In verità alla fine, per quello che ne so io, i veicoli elettrici bruciano sempre meno di quelli a combustione interna. I numeri totali di quanti veicoli a combustione interna bruciano è difficilissimo trovarli: si trovano quelli a cinque anni, quelli meno aggiornati, non quelli dell’anno scorso. Vengono tenuti ben mascherati… Però il problema c’è, non possiamo negarlo. D’altro canto quando vengono spedite le auto termiche hanno il serbatoio molto vuoto, questo è il vantaggio. Ma ci sono già batterie che hanno una risposta a questo genere di timore, perché le celle sodio-ione possono essere scaricate fino a zero e adesso cominciano ad esserci delle buone dimostrazioni pratiche di questa tecnologia”.

Con l’ultima frase il Professor Passerini anticipa già la seconda parte della nostra intervista sulle novità più interessanti della recente ricerca sulle batterie: sarà dedicata proprio agli sviluppi delle celle sodio-ione, alternative a quelle tradizionali agli ioni di litio e uscirà lunedì 18 settembre.

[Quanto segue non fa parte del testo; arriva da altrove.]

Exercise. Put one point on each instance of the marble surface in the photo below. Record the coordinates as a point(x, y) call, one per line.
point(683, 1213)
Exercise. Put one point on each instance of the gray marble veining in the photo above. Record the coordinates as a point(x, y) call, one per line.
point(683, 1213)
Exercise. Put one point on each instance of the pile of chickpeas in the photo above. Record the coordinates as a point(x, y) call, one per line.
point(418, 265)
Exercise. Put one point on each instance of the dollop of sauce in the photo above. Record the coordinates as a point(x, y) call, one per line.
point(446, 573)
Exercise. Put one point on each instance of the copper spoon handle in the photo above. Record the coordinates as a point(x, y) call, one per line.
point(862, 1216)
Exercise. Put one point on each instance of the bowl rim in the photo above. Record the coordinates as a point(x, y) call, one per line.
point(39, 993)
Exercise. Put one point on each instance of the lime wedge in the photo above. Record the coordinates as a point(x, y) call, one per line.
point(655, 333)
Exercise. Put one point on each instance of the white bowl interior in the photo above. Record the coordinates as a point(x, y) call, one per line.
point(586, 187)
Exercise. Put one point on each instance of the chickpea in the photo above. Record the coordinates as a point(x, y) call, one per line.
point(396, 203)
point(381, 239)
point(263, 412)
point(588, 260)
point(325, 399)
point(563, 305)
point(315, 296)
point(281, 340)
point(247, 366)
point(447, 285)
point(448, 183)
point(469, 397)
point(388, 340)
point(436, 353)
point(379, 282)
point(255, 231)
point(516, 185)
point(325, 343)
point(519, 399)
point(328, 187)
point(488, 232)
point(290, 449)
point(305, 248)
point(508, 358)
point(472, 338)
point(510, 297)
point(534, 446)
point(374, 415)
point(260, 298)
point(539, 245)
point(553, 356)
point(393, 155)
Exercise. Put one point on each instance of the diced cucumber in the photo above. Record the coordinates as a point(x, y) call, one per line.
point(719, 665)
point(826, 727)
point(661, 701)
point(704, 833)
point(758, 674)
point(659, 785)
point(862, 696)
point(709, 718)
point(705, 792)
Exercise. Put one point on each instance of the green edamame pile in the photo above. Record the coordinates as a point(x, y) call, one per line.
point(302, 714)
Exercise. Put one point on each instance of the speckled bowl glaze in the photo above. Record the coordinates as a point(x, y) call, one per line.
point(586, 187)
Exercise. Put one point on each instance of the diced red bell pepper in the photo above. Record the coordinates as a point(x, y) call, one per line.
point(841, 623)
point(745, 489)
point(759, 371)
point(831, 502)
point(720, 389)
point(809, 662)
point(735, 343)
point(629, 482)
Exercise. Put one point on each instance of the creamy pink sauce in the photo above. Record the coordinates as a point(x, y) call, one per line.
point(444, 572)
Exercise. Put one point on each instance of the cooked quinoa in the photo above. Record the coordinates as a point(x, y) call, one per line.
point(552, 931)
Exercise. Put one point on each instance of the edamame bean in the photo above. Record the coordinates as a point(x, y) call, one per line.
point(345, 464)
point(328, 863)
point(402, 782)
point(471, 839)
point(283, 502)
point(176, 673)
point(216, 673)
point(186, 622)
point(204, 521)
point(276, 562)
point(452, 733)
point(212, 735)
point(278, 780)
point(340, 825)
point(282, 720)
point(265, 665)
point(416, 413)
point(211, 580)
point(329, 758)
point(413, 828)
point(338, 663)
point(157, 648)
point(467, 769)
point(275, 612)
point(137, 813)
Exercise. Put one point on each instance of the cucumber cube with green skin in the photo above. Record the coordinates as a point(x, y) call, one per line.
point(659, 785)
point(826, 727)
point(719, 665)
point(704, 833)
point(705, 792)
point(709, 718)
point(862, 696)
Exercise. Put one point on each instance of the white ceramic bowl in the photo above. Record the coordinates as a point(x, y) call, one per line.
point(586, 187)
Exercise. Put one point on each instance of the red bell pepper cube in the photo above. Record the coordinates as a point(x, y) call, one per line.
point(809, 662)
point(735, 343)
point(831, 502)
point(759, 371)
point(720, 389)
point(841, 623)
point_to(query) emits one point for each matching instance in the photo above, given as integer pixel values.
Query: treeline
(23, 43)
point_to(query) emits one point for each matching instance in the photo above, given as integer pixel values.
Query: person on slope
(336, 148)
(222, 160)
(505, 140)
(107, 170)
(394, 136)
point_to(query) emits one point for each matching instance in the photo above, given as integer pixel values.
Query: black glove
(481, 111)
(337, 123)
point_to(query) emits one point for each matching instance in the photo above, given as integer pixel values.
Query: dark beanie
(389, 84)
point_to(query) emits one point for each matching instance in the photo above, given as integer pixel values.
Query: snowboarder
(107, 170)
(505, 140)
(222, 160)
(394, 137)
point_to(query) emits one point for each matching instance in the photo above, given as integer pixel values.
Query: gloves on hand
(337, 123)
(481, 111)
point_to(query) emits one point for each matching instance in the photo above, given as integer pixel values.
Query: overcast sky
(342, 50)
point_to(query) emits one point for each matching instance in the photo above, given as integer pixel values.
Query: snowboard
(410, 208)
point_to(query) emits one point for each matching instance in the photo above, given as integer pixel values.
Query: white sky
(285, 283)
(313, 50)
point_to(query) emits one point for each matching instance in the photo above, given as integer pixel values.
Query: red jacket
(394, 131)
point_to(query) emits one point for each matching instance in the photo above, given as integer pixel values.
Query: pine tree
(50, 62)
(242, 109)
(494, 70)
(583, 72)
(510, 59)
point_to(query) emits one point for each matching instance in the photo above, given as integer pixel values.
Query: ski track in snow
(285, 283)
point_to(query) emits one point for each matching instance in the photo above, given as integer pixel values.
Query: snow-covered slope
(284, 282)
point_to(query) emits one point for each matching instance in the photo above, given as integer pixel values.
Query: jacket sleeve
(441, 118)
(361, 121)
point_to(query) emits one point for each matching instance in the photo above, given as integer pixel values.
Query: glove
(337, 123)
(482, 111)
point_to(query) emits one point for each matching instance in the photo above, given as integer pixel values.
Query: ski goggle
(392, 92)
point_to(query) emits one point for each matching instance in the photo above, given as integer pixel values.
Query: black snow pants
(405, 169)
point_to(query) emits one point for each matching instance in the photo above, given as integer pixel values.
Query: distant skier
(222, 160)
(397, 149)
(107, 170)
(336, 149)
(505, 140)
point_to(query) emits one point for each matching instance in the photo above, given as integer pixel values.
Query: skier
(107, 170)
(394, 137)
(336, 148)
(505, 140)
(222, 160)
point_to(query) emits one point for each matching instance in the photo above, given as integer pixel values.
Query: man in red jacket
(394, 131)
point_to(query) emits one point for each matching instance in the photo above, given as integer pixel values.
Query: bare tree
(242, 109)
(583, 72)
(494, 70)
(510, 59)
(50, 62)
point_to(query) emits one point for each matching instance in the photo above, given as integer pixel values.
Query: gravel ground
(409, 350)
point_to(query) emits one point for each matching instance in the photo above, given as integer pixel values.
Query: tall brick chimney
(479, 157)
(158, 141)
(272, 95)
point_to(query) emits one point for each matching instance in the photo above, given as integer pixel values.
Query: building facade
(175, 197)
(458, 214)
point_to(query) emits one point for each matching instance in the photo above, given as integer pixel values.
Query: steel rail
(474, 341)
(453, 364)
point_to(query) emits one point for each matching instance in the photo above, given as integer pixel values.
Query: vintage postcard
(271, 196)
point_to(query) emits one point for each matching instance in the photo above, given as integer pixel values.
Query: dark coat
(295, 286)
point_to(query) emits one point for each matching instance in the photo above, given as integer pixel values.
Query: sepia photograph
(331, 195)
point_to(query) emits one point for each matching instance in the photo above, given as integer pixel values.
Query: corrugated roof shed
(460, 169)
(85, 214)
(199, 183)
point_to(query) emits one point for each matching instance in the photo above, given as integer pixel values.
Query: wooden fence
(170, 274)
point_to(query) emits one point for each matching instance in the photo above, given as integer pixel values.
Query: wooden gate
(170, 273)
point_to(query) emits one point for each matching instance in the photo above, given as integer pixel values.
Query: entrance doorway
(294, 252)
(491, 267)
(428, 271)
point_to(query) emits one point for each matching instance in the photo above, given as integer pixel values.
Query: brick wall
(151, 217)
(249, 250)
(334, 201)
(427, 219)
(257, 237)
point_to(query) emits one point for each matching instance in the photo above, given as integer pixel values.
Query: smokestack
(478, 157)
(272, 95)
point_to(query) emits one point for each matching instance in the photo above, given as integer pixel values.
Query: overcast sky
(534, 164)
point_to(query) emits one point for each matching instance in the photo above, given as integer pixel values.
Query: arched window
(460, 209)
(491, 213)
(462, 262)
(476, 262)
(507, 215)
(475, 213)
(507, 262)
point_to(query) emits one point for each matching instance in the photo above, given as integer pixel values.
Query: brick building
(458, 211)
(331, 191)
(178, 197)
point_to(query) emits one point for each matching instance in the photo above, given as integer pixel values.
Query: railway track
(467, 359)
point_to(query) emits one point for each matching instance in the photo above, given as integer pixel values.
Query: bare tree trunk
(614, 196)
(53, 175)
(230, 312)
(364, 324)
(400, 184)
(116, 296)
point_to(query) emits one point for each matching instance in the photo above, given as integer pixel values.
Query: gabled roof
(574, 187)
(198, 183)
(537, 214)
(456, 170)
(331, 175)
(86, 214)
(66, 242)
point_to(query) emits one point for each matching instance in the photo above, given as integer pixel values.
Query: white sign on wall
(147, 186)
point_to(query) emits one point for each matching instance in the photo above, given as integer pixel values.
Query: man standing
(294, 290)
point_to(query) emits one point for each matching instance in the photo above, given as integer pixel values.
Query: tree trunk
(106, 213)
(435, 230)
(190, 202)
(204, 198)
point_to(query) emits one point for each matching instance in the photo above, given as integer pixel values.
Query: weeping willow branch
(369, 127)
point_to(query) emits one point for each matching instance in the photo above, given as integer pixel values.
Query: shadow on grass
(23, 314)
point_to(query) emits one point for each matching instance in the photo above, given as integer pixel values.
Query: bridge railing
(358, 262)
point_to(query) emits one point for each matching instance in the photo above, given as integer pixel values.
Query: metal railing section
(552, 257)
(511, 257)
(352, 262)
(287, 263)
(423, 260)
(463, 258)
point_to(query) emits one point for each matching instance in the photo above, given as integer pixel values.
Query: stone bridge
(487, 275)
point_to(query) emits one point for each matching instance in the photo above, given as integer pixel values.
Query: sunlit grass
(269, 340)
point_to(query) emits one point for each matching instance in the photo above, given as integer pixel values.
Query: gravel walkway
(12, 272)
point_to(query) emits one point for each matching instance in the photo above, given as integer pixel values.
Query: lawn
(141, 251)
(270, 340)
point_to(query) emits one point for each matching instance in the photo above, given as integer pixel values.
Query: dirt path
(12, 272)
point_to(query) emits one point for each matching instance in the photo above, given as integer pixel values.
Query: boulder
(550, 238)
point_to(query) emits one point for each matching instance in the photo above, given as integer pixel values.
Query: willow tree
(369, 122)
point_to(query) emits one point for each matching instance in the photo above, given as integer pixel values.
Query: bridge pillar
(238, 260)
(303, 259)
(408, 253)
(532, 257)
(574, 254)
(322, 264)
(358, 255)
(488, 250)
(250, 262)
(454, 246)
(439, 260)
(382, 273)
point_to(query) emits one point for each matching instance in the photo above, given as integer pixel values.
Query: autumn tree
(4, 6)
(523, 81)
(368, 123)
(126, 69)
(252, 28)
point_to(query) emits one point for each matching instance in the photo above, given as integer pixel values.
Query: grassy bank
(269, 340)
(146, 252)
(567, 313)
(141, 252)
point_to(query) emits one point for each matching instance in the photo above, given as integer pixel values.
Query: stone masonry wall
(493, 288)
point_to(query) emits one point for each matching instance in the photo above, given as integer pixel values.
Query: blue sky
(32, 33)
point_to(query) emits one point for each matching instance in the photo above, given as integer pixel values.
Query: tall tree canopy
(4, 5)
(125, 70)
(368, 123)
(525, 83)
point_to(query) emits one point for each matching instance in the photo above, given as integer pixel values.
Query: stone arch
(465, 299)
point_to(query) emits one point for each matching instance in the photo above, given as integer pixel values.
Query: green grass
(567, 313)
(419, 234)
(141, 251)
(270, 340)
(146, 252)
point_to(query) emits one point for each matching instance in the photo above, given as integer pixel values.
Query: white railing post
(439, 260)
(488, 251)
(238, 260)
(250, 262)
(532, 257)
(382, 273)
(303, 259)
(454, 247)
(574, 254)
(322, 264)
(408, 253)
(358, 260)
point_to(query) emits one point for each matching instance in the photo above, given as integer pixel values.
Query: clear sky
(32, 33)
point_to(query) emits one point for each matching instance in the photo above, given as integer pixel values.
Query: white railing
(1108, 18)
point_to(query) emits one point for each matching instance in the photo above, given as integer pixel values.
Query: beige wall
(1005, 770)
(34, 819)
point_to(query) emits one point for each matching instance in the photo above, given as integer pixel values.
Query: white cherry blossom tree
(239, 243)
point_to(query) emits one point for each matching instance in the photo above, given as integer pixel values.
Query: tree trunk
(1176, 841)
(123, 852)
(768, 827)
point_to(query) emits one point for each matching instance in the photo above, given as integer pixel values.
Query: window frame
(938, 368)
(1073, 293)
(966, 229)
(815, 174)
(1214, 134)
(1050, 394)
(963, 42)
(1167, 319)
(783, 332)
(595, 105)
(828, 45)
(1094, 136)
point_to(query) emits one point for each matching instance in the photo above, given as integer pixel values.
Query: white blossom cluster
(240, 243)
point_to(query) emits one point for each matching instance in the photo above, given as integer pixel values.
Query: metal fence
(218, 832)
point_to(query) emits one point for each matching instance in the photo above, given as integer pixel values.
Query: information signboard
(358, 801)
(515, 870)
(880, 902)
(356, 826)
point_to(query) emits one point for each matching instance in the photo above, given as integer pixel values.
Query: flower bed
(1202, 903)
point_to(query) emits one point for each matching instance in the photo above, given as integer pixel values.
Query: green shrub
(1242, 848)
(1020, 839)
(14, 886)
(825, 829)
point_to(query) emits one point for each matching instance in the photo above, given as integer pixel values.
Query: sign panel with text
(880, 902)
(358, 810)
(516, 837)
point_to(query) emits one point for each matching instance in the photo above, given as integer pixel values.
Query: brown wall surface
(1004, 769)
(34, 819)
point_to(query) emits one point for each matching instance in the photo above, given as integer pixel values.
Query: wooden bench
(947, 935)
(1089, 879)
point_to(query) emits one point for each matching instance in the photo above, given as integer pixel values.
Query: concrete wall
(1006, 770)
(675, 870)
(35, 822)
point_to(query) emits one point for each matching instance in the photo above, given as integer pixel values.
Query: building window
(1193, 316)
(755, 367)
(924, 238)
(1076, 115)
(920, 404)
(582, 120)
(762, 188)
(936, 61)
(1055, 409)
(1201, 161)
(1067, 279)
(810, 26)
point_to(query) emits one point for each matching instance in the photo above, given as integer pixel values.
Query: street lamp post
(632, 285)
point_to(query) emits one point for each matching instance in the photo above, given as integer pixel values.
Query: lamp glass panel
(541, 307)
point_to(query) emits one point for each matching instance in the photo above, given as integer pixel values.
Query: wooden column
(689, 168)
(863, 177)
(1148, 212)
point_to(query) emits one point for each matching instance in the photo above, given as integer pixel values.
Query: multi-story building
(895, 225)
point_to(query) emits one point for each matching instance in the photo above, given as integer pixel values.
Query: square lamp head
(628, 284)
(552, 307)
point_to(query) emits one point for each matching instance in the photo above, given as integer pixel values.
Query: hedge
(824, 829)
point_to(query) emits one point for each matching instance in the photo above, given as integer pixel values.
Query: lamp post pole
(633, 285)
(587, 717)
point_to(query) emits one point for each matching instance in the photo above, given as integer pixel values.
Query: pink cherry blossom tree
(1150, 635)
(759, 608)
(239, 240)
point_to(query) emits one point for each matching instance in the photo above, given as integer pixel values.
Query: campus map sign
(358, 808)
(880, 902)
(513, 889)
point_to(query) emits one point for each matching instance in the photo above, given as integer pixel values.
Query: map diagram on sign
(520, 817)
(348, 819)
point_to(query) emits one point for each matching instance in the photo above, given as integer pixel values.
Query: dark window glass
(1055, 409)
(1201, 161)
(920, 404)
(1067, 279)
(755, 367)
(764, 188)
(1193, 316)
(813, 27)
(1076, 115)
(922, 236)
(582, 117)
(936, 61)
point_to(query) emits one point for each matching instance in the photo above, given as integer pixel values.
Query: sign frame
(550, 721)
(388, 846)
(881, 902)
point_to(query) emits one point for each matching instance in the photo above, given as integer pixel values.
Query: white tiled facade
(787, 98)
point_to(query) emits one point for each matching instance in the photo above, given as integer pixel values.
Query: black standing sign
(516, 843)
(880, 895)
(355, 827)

Credito immagine di apertura: Small, “Overcoming the Interfacial Limitations Imposed by the Solid–Solid Interface in Solid-State Batteries Using Ionic Liquid-Based Interlayers” – Syed Atif Pervez, Guktae Kim, Bhaghavathi P. Vinayan, Musa A. Cambaz, Matthias Kuenzel, Maral Hekmatfar, Maximilian Fichtner, Stefano Passerini (open access paper)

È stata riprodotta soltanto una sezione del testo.